16 January 2018

System for Estimating Risk of Esophogeal Cancer

I have created an application to estimate a person's risk of having esophogeal cancer based on three criteria:

  • Age group
  • Daily alcohol consumption
  • Daily tobacco consumption

The estimations are based on data from a case-control study of esophageal cancer in Ille-et-Vilaine, France from 1980.

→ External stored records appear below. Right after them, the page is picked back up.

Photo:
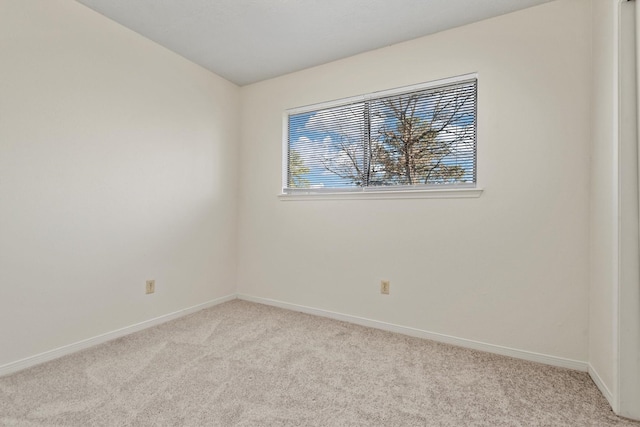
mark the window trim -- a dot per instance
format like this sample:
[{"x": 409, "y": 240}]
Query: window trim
[{"x": 393, "y": 192}]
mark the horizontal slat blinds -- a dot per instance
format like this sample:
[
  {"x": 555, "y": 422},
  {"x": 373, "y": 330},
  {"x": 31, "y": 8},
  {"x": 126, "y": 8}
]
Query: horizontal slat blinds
[{"x": 422, "y": 137}]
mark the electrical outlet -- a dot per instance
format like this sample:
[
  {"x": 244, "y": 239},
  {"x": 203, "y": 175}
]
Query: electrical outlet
[
  {"x": 384, "y": 287},
  {"x": 151, "y": 286}
]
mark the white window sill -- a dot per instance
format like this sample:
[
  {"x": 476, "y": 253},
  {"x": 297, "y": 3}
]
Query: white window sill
[{"x": 450, "y": 193}]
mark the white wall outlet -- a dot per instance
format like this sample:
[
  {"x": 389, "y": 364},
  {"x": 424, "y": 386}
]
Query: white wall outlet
[
  {"x": 151, "y": 286},
  {"x": 384, "y": 287}
]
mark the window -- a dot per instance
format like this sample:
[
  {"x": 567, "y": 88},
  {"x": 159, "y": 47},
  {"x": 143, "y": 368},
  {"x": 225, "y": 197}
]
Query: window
[{"x": 420, "y": 137}]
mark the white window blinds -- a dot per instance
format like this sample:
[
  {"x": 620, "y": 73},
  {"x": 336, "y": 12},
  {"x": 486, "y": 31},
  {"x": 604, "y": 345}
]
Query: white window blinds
[{"x": 421, "y": 137}]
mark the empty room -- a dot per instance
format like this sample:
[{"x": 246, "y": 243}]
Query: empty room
[{"x": 335, "y": 213}]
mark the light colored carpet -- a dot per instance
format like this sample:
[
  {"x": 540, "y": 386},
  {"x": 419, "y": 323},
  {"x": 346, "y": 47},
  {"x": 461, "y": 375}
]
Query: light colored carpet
[{"x": 245, "y": 364}]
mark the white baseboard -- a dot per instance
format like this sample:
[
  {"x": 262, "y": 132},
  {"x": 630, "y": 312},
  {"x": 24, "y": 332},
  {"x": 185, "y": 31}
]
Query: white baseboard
[
  {"x": 90, "y": 342},
  {"x": 434, "y": 336},
  {"x": 603, "y": 388}
]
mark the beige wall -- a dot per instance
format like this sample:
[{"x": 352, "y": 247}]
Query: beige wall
[
  {"x": 510, "y": 268},
  {"x": 118, "y": 165},
  {"x": 604, "y": 198}
]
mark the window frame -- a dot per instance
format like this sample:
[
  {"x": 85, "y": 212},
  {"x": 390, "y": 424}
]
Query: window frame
[{"x": 463, "y": 190}]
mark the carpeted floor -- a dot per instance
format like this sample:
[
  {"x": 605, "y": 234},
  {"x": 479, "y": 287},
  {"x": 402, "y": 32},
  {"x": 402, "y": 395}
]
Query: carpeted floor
[{"x": 245, "y": 364}]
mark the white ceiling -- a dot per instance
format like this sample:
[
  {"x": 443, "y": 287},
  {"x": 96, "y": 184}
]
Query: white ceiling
[{"x": 246, "y": 41}]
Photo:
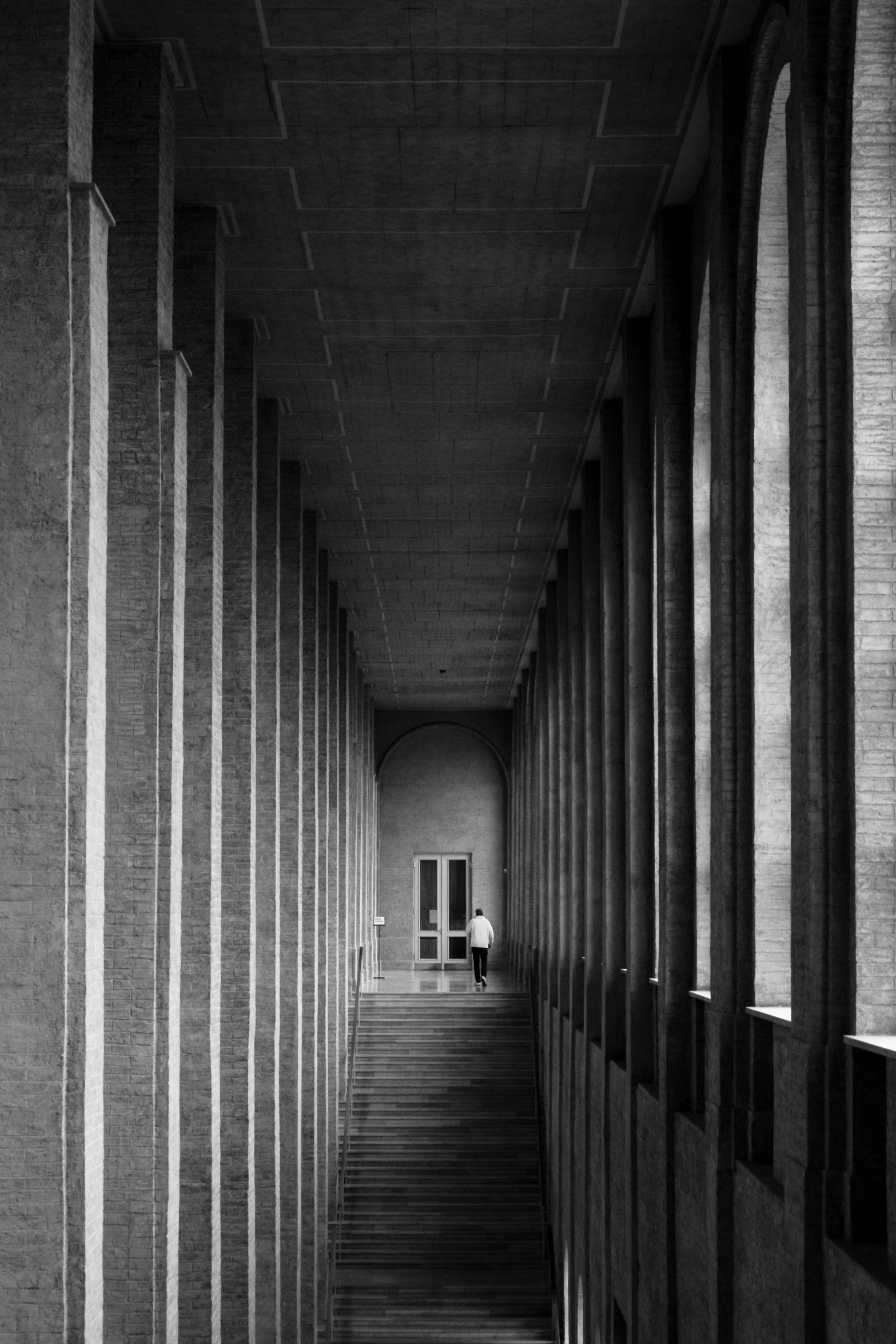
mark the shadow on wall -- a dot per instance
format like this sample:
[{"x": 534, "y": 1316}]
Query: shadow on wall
[{"x": 443, "y": 789}]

A demo is available at https://ericscuccimarra.shinyapps.io/DataProductsCourseProject/

The Data

The data comes from the R dataset "esoph." The data is preprocessed to calculate the prevalence of esophogeal cancer as cases / (cases + controls). In the data the features are stored as factors, I convert those to numeric by using the middle of each range to represent the range.

# Load the data
data(esoph)
esoph$rate <- esoph$ncases / (esoph$ncases + esoph$ncontrols)
esoph$ageI <- as.numeric(substr(esoph$agegp, 1, 2)) + 5
levels(esoph$alcgp) <- c(20,60,100,140)
esoph$alcI <- as.numeric(substr(esoph$alcgp,1,4))
levels(esoph$tobgp)[1] <- "00-09"
esoph$tobI <- as.numeric(substr(esoph$tobgp,1,2)) + 5

Fit a Linear Model to the Data

Due to the relatively small sample size of the raw data and unequal sample sizes for each category, no smooth trends were present. In the raw data the prevalence of cancer for 65-74 year old people who drink 2 drinks a day and smoke 20 cigarettes was 22%, while that for people who smoke more than 30 cigarettes a day was 0%.

To make this tool report usable data, I fit a linear model to the data, using the numeric representation of the factors as the features.

# fit a linear model
fit <- lm(rate ~ ageI + alcI + tobI, data = esoph)

App Interface

Since we are using a linear model, the user can enter their actual age rather than selecting from the categories. In the data the alcohol and tobacco consumption are in grams / day. To calculate the risk I assume that a cigarette contains 1 gram of tobacco and a drink contains 10 grams of alcohol.

Once the user has entered the data into the inputs in the application, the data is fed into the linear model and used to generate an estimate of the user's risk of having esophogeal cancer.

I use my actual data as an example:

age <- 40
alc <- 0 * 10
tob <- 0

Estimating Risk

The user's data is fed into the linear model, which uses a prediction interval to generate a confidence interval. Since the chance of having cancer is always greater than 0, I round any numbers less than or equal to 0 up to 0.1.

predict(fit, newdata=data.frame(ageI = age, alcI = alc, tobI=tob), 
        interval="prediction")
##          fit        lwr       upr
## 1 -0.1026984 -0.3426435 0.1372466

While accuracy of the model is questionable due to the vagaries of the raw data, it would be trivial to incorporate other data into the model, preferably from larger studies.

I hope this application will show people how reducing their tobacco and alcohol consumption can affect their risks for esophogeal cancer.